“Ew.”
“What I mean is…Bash knows this ain’t a sure thing. He’s told me a dozen times it could take a hundred years for him to put a baby in you. Which is weird because you two would be excessively old to have a kid at that age, but whatever. Sometimes it’s hard for shifters to have kids, just like sometimes it’s hard for humans. Give it time. You’ll get the cub you’re supposed to raise.”
Emerson sat there utterly shocked as Clinton shoved the door open and got out.
“Oh,” he said, ducking back into the doorway. “If you tell anyone I picked you that flower, I’ll plant sticker burrs in Bash’s new yard, burn all his pizza rolls, key your car, tell everyone you wet the bed, and I’ll spit in every beer you ever drink from here until the day you die.” He gave her an empty grin, slammed the car door, and then sauntered under the entrance sign.
Well, okay then. Pursing her lips, Emerson shoved her car into drive and coasted into the park. Clinton was hammering new framework on his trailer when she walked around the front of Bash’s house, and when he looked up from his work, she waved. Clinton flipped her off, but at least he did it with a smile, so that was something.
She climbed the porch stairs, and then, stalling, straightened the rocking chairs before making her way into his trailer. Bash had music playing in his office, so he must’ve been doing finance stuff.
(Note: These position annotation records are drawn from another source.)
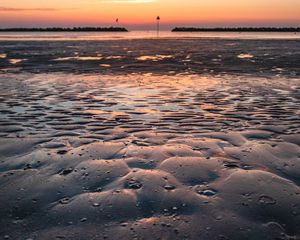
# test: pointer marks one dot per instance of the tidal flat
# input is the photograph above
(150, 139)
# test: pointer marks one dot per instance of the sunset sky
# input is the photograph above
(141, 14)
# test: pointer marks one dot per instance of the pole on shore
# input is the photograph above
(158, 21)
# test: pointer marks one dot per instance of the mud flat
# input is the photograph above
(149, 155)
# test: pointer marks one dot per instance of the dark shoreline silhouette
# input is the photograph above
(238, 29)
(58, 29)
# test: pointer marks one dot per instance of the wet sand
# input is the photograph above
(160, 150)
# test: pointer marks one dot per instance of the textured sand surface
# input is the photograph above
(149, 156)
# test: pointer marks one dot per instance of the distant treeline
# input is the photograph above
(238, 29)
(75, 29)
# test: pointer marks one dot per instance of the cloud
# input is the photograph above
(10, 9)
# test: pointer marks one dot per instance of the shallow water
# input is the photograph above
(149, 153)
(142, 35)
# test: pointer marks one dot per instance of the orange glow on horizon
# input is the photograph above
(144, 12)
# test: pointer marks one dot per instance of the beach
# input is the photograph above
(154, 138)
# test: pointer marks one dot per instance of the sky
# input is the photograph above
(141, 14)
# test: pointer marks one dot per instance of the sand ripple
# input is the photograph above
(149, 157)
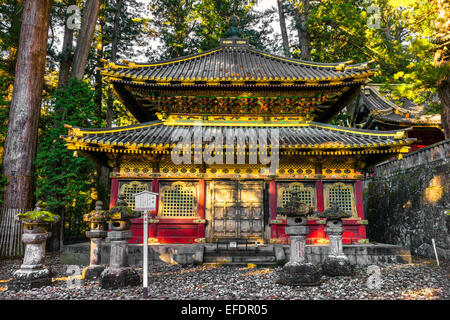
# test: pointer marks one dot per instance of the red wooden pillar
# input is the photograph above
(201, 206)
(273, 208)
(319, 195)
(114, 192)
(152, 230)
(360, 207)
(320, 233)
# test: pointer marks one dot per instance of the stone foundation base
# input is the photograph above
(30, 279)
(119, 278)
(92, 272)
(337, 267)
(300, 274)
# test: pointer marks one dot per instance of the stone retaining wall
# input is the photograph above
(184, 254)
(407, 202)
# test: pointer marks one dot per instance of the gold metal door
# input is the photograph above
(237, 210)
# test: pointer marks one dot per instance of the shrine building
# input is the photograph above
(375, 112)
(237, 91)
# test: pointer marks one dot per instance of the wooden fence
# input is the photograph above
(11, 244)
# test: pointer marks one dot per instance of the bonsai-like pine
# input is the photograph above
(121, 211)
(98, 215)
(39, 215)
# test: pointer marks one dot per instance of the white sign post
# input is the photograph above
(145, 201)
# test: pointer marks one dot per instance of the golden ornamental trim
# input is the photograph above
(276, 221)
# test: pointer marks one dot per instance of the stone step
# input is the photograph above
(229, 259)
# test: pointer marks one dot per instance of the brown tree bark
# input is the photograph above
(444, 96)
(66, 58)
(302, 29)
(284, 34)
(21, 138)
(114, 45)
(85, 36)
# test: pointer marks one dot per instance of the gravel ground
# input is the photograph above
(421, 280)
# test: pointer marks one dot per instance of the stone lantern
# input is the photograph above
(97, 233)
(337, 263)
(297, 271)
(119, 273)
(32, 273)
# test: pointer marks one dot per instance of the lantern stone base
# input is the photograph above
(26, 279)
(337, 266)
(119, 278)
(92, 272)
(300, 274)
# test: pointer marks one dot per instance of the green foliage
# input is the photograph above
(65, 182)
(189, 26)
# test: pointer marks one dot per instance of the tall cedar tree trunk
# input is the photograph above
(56, 241)
(102, 171)
(302, 29)
(66, 58)
(114, 44)
(85, 36)
(284, 35)
(21, 138)
(444, 96)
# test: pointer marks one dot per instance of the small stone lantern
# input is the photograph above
(97, 233)
(119, 274)
(337, 263)
(297, 271)
(32, 273)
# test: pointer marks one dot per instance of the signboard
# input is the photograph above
(145, 201)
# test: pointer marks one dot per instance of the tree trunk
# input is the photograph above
(21, 138)
(302, 29)
(66, 58)
(284, 34)
(85, 36)
(444, 96)
(114, 44)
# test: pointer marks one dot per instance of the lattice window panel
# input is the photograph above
(306, 195)
(338, 167)
(295, 167)
(135, 166)
(169, 167)
(178, 201)
(130, 189)
(342, 194)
He liked to do math to Metallica for some reason. Emerson couldn’t help her smile when she saw him, nodding his head to the hard beat, his back to her, sitting in his office chair going over a complicated spreadsheet that he’d probably memorized by now. He was scary good with numbers. Which baffled her for the hundredth time on why he thought he wasn’t a smart man. He said things differently, sure, and he wanted simple things out of life, but that didn’t have anything to do with his intelligence. Not in her eyes. She hoped their future cub, or cubs if they were lucky, would be like him.
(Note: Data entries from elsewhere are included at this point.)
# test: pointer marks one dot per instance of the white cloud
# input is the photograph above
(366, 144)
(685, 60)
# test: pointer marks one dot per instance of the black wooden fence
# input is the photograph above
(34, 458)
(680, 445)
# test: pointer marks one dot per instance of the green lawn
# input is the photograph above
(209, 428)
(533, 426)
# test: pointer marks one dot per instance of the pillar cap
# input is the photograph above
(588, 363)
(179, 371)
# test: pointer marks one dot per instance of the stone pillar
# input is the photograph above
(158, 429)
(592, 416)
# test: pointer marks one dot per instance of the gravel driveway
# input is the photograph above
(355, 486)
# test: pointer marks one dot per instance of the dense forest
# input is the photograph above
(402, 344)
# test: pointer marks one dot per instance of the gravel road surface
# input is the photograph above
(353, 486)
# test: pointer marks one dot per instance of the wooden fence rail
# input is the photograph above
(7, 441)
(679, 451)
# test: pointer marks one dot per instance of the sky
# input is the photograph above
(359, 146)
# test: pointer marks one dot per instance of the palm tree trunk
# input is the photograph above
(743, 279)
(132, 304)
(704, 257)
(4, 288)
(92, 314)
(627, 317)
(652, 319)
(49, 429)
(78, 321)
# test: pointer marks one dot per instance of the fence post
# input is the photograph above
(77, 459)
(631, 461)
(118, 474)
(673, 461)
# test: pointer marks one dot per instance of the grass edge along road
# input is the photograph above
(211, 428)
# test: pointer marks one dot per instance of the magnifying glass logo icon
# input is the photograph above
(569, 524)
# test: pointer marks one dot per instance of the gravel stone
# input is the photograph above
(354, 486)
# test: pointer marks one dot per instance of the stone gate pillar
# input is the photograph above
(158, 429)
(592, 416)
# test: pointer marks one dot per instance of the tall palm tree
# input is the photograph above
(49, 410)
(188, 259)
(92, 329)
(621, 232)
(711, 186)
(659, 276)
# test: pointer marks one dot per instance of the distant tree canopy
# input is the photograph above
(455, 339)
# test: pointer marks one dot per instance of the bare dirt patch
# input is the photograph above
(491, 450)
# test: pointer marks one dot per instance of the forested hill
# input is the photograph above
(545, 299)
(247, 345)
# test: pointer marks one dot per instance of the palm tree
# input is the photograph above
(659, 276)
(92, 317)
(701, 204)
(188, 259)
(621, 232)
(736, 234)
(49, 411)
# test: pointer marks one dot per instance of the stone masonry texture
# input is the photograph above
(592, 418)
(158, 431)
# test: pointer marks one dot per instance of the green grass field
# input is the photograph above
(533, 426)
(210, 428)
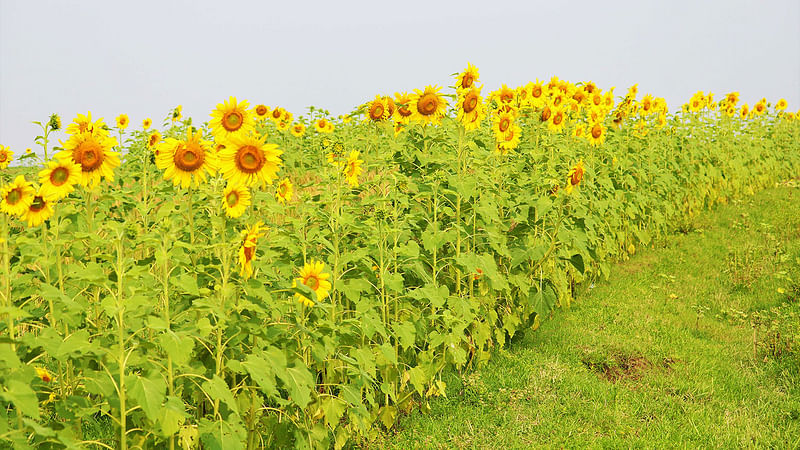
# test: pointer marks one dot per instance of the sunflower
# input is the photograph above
(84, 124)
(471, 110)
(427, 106)
(377, 110)
(231, 118)
(59, 178)
(177, 113)
(352, 168)
(298, 130)
(467, 78)
(6, 156)
(284, 191)
(312, 276)
(247, 251)
(557, 120)
(261, 111)
(43, 374)
(574, 177)
(596, 134)
(93, 153)
(16, 197)
(323, 126)
(235, 199)
(122, 121)
(39, 210)
(248, 159)
(153, 139)
(185, 161)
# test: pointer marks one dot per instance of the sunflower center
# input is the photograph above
(14, 196)
(312, 282)
(546, 113)
(232, 199)
(232, 121)
(89, 155)
(577, 175)
(37, 204)
(504, 124)
(59, 176)
(427, 104)
(250, 159)
(189, 157)
(377, 112)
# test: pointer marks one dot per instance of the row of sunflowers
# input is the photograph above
(262, 280)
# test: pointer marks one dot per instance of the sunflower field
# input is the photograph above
(265, 280)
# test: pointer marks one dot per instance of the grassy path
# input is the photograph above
(661, 355)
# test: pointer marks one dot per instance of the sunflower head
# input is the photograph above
(428, 106)
(122, 121)
(312, 275)
(6, 156)
(16, 197)
(235, 200)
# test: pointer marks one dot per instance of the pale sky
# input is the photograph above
(145, 57)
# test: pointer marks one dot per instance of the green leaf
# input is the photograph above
(22, 396)
(149, 394)
(300, 383)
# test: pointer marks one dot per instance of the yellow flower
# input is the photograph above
(427, 106)
(247, 251)
(403, 112)
(261, 111)
(236, 199)
(557, 120)
(284, 191)
(6, 156)
(298, 130)
(43, 374)
(471, 110)
(574, 177)
(323, 126)
(84, 124)
(231, 119)
(122, 121)
(313, 277)
(352, 168)
(153, 139)
(59, 178)
(467, 78)
(186, 162)
(91, 151)
(40, 209)
(597, 134)
(16, 197)
(377, 110)
(246, 160)
(177, 113)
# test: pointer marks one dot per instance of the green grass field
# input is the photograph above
(661, 355)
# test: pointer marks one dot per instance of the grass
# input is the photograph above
(661, 355)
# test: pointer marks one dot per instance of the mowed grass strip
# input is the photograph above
(661, 355)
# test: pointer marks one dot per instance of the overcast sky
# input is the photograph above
(145, 57)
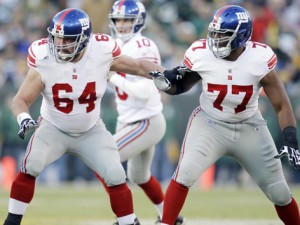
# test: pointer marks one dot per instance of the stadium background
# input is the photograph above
(173, 25)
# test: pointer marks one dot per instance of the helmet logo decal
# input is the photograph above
(242, 17)
(85, 23)
(59, 29)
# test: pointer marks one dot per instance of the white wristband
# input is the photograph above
(22, 116)
(117, 80)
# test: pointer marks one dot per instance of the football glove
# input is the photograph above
(290, 147)
(27, 124)
(160, 81)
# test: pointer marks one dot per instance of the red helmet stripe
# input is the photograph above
(31, 52)
(120, 5)
(272, 62)
(188, 62)
(64, 15)
(219, 13)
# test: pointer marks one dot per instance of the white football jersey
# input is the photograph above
(230, 89)
(73, 91)
(131, 105)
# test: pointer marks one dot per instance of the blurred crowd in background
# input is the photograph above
(174, 25)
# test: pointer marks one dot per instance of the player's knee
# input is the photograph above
(138, 179)
(118, 177)
(138, 176)
(187, 176)
(279, 194)
(34, 167)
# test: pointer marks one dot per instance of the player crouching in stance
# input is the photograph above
(140, 123)
(232, 70)
(70, 70)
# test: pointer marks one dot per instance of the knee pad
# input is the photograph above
(137, 177)
(191, 178)
(279, 194)
(34, 167)
(115, 176)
She had to tell him quick so she could stop feeling so queasy.
“Bash Bear?”
He turned in his chair, smile ready on his lips, a baseball cap on backward covering his black hair. The short, dark stubble on his jaw made his green eyes look even more captivating, and today, he was wearing a tight, long-sleeved charcoal shirt that hugged his muscles and stunned her once again that a man like him was interested in making a life with a girl like her.
The smile dipped from his face when he looked in her eyes. “It’s okay,” he said immediately, “I got you something.”
“Bash, I don’t want any presents today.” I don’t deserve them.
“I got you flowers because I thought you might be sad about not getting a baby this month.”
She frowned as he passed her by and jogged toward the kitchen. She followed slowly and teared up as he pulled store-bought red roses from the fridge.
“I bought you the fancy ones from a florist in town because it’s not your Friday flowers. I also searched the Internet for girl period stuff, and I got you a heating pad, pain killers, and chocolate, but I accidentally ate most of that on the way home. I think there is one piece left.”
She huffed a thick, surprised laugh. “You’re not mad?”
Bash flinched back as though he’d been punched. “Mad?” He set the flowers down too rough on the counter. One of the petals fell off, but that was just Bash.
He stomped over to her and went soft millimeters before he touched her skin. He brushed his knuckle over the streak of wetness on her cheek, then stared at the smear of moisture on his hand with an upset furrow to his dark brows. “I’m sad you think I would be mad. Even if we never made a baby, you would still be the best part of me. Are you mad at me?”
She slid her arms around his neck. “Of course not.”
“Okay, good, because I don’t want you to leave. And now we get to keep trying. We’ve been having fun trying, right?”
She giggled and nodded. “The most fun.”
“This is the exciting part. The what-if every month. And having to wait will make it even better when we finally get our cub.” Bash hugged her tight and rested his cheek against the top of her head. “My mom and Bill wanted a baby together real bad. Real bad. It didn’t ever happen for them, but he still touches her butt all the time.”
A million pounds of pressure lifted from her chest with the long sigh she let off. She should’ve known Bash would make her feel better instead of worse. He was a good teammate. A good partner.
“Look,” he murmured, easing back to cup her cheeks. “I’ll go turn off my computer, we’ll go visit Audrey up at Moosey’s and eat tons of barbecue, and then we’ll come back and fuck like rabbits.”